Like the man, Crosson's work in this volume was irreverent, witty and yet, at
times, heart-wrenchingly beautiful. His poems always surprised, never fitting
into easy patterns or reader expectations, which, I suspect, often put some
readers in the position of the poet himself, finding it "hard to navigate."
A few lines from the last poem of that book will have to suffice as example:
Of Course
Whilst I still
can.
Whilst.

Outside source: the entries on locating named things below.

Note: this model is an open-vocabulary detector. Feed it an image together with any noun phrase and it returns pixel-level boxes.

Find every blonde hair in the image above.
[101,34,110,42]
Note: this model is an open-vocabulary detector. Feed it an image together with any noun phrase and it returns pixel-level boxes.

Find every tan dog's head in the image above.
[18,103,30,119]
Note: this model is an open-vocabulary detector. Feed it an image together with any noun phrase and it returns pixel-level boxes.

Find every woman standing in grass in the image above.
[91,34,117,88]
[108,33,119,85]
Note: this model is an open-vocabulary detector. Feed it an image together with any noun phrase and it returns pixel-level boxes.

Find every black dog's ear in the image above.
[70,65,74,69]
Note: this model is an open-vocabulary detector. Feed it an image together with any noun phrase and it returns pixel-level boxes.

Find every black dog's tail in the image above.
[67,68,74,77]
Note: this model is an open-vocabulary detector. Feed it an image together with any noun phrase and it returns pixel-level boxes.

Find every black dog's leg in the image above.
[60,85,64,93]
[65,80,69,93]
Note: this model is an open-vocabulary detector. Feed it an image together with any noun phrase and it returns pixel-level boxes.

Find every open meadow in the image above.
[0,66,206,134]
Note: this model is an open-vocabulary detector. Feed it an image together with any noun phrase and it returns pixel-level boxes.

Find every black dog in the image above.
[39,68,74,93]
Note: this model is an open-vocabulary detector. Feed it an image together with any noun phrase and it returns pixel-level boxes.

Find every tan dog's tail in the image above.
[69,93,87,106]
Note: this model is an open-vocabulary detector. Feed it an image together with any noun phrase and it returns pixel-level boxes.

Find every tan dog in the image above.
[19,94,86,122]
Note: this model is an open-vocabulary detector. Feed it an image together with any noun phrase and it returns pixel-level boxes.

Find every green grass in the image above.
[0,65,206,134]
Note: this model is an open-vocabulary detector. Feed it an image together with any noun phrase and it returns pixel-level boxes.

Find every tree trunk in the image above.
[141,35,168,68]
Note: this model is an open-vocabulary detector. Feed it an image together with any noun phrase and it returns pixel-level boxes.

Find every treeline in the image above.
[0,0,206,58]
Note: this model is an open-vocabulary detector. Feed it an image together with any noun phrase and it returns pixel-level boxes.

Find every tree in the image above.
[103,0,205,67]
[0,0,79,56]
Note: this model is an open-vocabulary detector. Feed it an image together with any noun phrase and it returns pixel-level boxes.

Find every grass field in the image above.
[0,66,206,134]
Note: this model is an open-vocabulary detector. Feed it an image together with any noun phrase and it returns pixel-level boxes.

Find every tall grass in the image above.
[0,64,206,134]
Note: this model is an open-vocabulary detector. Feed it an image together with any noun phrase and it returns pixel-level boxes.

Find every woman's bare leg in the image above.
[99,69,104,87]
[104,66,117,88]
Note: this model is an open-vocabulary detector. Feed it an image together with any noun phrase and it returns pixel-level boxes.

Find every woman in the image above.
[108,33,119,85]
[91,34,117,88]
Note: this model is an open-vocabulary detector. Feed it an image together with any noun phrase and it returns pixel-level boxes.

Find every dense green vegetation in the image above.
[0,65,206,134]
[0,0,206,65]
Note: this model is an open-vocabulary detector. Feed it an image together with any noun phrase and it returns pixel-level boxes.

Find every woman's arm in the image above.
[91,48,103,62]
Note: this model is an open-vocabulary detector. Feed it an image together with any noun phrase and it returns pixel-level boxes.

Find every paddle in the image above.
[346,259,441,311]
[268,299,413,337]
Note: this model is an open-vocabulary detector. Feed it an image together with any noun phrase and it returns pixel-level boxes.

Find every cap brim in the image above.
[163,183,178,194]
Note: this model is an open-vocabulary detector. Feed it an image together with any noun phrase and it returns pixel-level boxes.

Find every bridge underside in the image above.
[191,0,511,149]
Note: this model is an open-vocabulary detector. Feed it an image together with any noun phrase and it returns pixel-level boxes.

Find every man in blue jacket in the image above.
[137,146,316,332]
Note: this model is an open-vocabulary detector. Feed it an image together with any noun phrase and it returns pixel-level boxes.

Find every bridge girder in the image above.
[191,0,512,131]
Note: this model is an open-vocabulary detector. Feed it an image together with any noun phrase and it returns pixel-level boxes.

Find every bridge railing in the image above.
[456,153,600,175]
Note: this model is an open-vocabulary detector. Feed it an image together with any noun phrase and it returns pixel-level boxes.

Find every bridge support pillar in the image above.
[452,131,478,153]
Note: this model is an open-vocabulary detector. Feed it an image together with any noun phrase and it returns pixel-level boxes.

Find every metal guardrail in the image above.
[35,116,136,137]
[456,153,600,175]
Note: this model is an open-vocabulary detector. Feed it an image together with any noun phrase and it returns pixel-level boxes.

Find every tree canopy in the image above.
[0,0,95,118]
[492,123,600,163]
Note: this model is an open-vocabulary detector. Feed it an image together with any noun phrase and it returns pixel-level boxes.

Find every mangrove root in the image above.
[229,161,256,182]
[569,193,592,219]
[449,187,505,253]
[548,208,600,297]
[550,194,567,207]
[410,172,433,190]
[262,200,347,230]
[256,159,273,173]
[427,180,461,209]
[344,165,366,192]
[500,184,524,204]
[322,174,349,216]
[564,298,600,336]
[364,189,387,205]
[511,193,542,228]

I do.
Whilst the otter
to the edge of the pond
Whilst
(I have never
seen an otter)
Whilst the
midnight of morning
holds me close
Whilst the dogs
are quiet
(especially the
birds)
Whilst the hush
of a new day
allows no
helicopters
and prayer is
silent.
Whilst memories
yet hold me prisoner
of my hulk,
whilst Whitman yet holds
such daring of
his & lord of his affection.
When silence
pervades
and any
punctuation is unnecessary.
(as a child I
was told "you think too much."
Parentheses
rarely apply.
Beginning with a Beckett-like
"I can go on, I do," Crosson both mocks Romantic conventions (with
the repeated "Whilst" and his pretended devotion to nature) and yet
embraces it, like his beloved poet-friend Whitman. The work is both a
commentary on itself, is itself about
the language which he uses, while remaining an old-fashioned ode to the
surrounding world of early morning. Bob was like that, an irreverent postmodern
Romantic, who as he bent down to pet a cat might spew some dark comic quip out
the side of his mouth. And in that respect, Crosson was an antidote for all
seemingly passionate fakers one faces every day. The other morning, Paul
Vangelisti admitted to me: "I miss Bob. Our world needs him even more
now." I agreed.
Los Angeles, March 6, 2009
Reprinted from Green Integer Blog (March 2009).